I think this is related to #74 . I just found a Ubuntu machine, though TRUST4 did not crash there, but had some errors in memory accessing. I think this could be due to some compiler optimization. Could you please change the second row of the Makefile from "-O3" to "-O", run "make clean; make" and then test it again? Thank you.

If it is indeed the optimization issue, it could take some time to fix.

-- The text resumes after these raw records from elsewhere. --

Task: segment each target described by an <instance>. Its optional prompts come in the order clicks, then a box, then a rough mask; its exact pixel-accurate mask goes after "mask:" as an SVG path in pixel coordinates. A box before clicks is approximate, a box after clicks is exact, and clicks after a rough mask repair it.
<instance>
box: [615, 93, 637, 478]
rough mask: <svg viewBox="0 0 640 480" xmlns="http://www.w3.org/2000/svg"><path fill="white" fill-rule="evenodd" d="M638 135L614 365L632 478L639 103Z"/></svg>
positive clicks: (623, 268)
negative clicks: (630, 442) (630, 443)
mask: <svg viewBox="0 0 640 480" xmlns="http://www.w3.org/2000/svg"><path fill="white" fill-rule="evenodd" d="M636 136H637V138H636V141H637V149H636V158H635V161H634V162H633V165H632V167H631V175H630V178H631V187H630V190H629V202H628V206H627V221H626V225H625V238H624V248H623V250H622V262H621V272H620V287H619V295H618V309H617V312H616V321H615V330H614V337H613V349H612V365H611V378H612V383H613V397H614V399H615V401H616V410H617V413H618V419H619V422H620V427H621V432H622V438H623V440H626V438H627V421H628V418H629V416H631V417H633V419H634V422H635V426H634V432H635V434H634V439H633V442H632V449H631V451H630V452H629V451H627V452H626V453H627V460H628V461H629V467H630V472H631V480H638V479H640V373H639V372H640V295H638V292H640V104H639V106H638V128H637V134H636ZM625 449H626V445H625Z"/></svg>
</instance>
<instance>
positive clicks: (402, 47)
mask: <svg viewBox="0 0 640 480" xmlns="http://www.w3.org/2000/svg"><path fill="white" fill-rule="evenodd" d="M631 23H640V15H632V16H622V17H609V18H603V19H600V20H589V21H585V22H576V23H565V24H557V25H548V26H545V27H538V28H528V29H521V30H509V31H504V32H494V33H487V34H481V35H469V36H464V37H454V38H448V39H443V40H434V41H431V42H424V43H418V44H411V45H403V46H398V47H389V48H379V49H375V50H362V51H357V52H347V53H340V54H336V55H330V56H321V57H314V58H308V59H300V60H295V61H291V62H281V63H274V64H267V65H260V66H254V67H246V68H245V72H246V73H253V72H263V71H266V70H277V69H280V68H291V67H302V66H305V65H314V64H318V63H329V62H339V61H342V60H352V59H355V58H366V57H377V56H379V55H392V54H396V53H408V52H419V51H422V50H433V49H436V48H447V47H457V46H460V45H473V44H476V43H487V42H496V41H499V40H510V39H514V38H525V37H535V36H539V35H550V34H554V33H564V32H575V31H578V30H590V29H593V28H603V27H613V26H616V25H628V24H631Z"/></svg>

jakevc commented 2 years ago

I did recompile with -O, then switched to a machine with more memory and the run finished. After observing the memory usage during runtime, it appears the machine didn't have enough memory to handle all my fastqs. Anyhow, if there was some way to return an informative error when the program runs out of memory that would be useful for future users. Thanks!

snowGoose-Chen commented 2 years ago

I had the same error "Unknown parameter (null)" error before the output of "Start to extract candidate reads..." when using TRUST4 installed from conda. But when I used the TRUST4 cloned and compiled from GitHub, the problem was magically solved. I ran the same command in these two situations. I don't understand what happened.

mourisl commented 2 years ago

The TRUST4 conda is still the previous version. Let me create a new TRUST4 version, and conda will have the update in a few days.